The circular economy is shifting from slogan to strategy on both sides of the Atlantic—but the policy routes and corporate tactics now diverge sharply.
The European Commission (EC) has opened a public consultation to inform a new Circular Economy Act, with adoption targeted for 2026. The consultation, running on the EC’s “Have Your Say” portal until 6 November 2025, is designed to surface what currently blocks circular practices and which policy levers could unlock more reuse, repair, remanufacturing, and recycling. Crucially, the Act is being positioned as market infrastructure rather than a standalone green initiative, tied to the ‘Competitiveness Compass,’ the ‘Single Market Strategy,’ and the ‘Steel and Metals Action Plan,’ while complementing regulations such as eco-design for sustainable products, packaging rules, and the ‘Critical Raw Materials Act.’

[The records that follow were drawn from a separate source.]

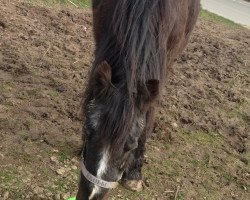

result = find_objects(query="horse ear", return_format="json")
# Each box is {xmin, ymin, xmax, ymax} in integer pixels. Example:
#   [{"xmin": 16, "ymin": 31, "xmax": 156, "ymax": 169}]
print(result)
[
  {"xmin": 146, "ymin": 79, "xmax": 159, "ymax": 100},
  {"xmin": 96, "ymin": 61, "xmax": 112, "ymax": 89}
]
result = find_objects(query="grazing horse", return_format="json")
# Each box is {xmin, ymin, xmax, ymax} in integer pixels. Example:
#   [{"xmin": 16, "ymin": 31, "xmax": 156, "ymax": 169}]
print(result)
[{"xmin": 77, "ymin": 0, "xmax": 200, "ymax": 200}]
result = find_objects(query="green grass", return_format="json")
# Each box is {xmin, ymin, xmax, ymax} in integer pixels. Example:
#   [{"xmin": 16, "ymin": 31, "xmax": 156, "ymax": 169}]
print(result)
[{"xmin": 200, "ymin": 9, "xmax": 242, "ymax": 28}]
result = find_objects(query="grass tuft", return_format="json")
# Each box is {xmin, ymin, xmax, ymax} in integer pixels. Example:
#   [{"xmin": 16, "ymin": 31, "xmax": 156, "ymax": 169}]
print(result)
[{"xmin": 200, "ymin": 9, "xmax": 242, "ymax": 28}]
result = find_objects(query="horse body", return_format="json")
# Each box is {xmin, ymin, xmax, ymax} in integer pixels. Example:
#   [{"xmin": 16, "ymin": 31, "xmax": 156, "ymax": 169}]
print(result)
[{"xmin": 77, "ymin": 0, "xmax": 200, "ymax": 200}]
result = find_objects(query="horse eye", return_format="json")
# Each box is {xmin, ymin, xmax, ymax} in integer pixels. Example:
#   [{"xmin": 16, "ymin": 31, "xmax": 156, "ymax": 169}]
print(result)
[
  {"xmin": 138, "ymin": 119, "xmax": 144, "ymax": 129},
  {"xmin": 119, "ymin": 161, "xmax": 126, "ymax": 171}
]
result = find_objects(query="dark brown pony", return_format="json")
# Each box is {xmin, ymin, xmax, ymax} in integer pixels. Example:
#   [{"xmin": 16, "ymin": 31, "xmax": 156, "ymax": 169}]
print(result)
[{"xmin": 77, "ymin": 0, "xmax": 200, "ymax": 200}]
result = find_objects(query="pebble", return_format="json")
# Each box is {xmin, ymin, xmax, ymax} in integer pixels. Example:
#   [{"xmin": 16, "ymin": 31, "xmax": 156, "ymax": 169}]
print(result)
[
  {"xmin": 3, "ymin": 191, "xmax": 9, "ymax": 200},
  {"xmin": 56, "ymin": 168, "xmax": 66, "ymax": 175},
  {"xmin": 33, "ymin": 186, "xmax": 43, "ymax": 194},
  {"xmin": 53, "ymin": 194, "xmax": 61, "ymax": 200},
  {"xmin": 172, "ymin": 122, "xmax": 178, "ymax": 128},
  {"xmin": 50, "ymin": 156, "xmax": 59, "ymax": 164},
  {"xmin": 71, "ymin": 165, "xmax": 77, "ymax": 170},
  {"xmin": 61, "ymin": 193, "xmax": 70, "ymax": 200}
]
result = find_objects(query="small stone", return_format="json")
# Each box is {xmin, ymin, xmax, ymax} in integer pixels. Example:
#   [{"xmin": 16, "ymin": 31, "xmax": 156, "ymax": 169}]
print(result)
[
  {"xmin": 53, "ymin": 194, "xmax": 61, "ymax": 200},
  {"xmin": 3, "ymin": 191, "xmax": 9, "ymax": 200},
  {"xmin": 172, "ymin": 122, "xmax": 178, "ymax": 128},
  {"xmin": 33, "ymin": 186, "xmax": 43, "ymax": 194},
  {"xmin": 71, "ymin": 165, "xmax": 77, "ymax": 170},
  {"xmin": 71, "ymin": 158, "xmax": 78, "ymax": 164},
  {"xmin": 50, "ymin": 156, "xmax": 59, "ymax": 164},
  {"xmin": 56, "ymin": 168, "xmax": 66, "ymax": 175},
  {"xmin": 61, "ymin": 193, "xmax": 70, "ymax": 200}
]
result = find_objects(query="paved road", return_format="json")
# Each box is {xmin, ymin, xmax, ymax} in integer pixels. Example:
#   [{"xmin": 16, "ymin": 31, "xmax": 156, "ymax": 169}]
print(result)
[{"xmin": 201, "ymin": 0, "xmax": 250, "ymax": 27}]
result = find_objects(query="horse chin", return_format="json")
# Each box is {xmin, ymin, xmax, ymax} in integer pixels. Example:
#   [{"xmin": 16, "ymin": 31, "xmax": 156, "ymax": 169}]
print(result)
[{"xmin": 122, "ymin": 180, "xmax": 143, "ymax": 192}]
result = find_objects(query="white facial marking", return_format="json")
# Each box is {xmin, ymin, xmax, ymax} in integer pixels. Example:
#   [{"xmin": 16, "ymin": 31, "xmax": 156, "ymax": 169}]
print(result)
[{"xmin": 89, "ymin": 148, "xmax": 109, "ymax": 200}]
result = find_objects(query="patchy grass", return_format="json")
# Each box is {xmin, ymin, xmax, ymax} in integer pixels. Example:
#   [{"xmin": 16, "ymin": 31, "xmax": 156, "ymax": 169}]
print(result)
[
  {"xmin": 200, "ymin": 9, "xmax": 242, "ymax": 28},
  {"xmin": 28, "ymin": 0, "xmax": 91, "ymax": 8}
]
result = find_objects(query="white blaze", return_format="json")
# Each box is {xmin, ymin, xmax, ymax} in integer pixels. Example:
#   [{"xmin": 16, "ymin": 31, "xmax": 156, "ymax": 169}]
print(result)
[{"xmin": 89, "ymin": 148, "xmax": 109, "ymax": 200}]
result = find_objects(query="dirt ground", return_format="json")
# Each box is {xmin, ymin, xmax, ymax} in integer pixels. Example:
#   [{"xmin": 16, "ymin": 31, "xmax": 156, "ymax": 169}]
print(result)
[{"xmin": 0, "ymin": 0, "xmax": 250, "ymax": 200}]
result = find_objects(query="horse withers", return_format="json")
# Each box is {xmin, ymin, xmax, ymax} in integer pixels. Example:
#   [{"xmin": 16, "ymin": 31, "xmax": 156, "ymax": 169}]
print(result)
[{"xmin": 77, "ymin": 0, "xmax": 200, "ymax": 200}]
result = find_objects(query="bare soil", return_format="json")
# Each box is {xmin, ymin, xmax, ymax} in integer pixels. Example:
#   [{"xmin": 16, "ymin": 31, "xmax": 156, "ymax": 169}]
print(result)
[{"xmin": 0, "ymin": 0, "xmax": 250, "ymax": 200}]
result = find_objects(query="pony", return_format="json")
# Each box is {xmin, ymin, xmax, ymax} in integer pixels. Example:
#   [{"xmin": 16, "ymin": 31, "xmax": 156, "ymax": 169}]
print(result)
[{"xmin": 76, "ymin": 0, "xmax": 200, "ymax": 200}]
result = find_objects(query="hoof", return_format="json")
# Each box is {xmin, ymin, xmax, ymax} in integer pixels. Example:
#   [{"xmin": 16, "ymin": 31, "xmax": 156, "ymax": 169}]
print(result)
[{"xmin": 122, "ymin": 180, "xmax": 143, "ymax": 192}]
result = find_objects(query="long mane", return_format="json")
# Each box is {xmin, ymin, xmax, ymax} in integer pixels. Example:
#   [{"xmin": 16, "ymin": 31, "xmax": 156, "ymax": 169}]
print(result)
[{"xmin": 84, "ymin": 0, "xmax": 200, "ymax": 150}]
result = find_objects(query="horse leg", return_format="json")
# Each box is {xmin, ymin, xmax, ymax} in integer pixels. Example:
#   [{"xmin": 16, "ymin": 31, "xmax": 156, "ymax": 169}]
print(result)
[{"xmin": 122, "ymin": 107, "xmax": 154, "ymax": 192}]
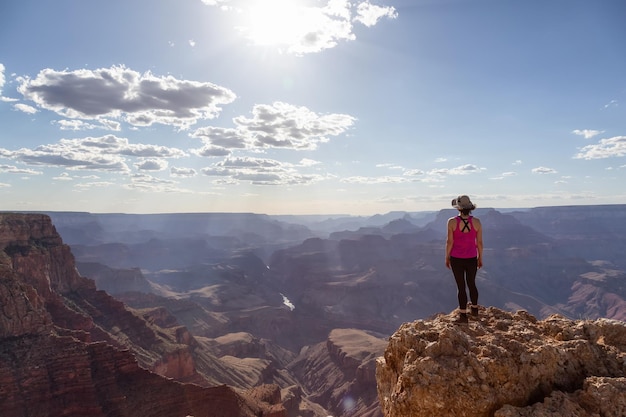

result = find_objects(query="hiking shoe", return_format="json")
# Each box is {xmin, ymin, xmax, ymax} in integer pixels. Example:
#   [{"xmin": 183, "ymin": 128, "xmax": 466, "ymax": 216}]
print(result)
[{"xmin": 455, "ymin": 313, "xmax": 468, "ymax": 324}]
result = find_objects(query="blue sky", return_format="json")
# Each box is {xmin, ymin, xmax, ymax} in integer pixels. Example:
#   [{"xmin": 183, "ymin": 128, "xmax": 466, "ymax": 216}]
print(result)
[{"xmin": 0, "ymin": 0, "xmax": 626, "ymax": 215}]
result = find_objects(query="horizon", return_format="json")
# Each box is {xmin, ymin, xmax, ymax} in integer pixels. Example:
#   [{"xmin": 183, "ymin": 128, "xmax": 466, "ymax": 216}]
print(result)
[
  {"xmin": 0, "ymin": 203, "xmax": 626, "ymax": 217},
  {"xmin": 0, "ymin": 0, "xmax": 626, "ymax": 216}
]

If done well, the prize is big: less fragmentation across member states, clearer product rules, aligned waste definitions, and easier cross-border trade in “circular” goods and secondary raw materials. That could translate into higher confidence for investors in recycling capacity and stronger demand signals for recycled content through standards and incentives. The risk is familiar too—weak enforcement, burdensome reporting, or overly complex compliance could slow adoption and blunt impact. Still, the direction is clear: Europe wants circularity to function like a single market.
The US story is messier. ‘Right to Repair’ is accelerating at the state level while federal momentum cools. Washington’s HB 1483—signed in May 2025—brings broad electronics and home appliance coverage and takes direct aim at “parts pairing,” the software-based practices that can limit device functionality after third-party repairs. The law’s manufacturer requirements kick in on 1 January 2026. Pennsylvania’s HB 1512 has passed the US House and awaits US Senate committee review, requiring parts, tools, and documentation on “fair and reasonable” terms while restricting software barriers unless justified by safety or legal compliance—though it carves out major categories such as medical devices, vehicles, and video game consoles.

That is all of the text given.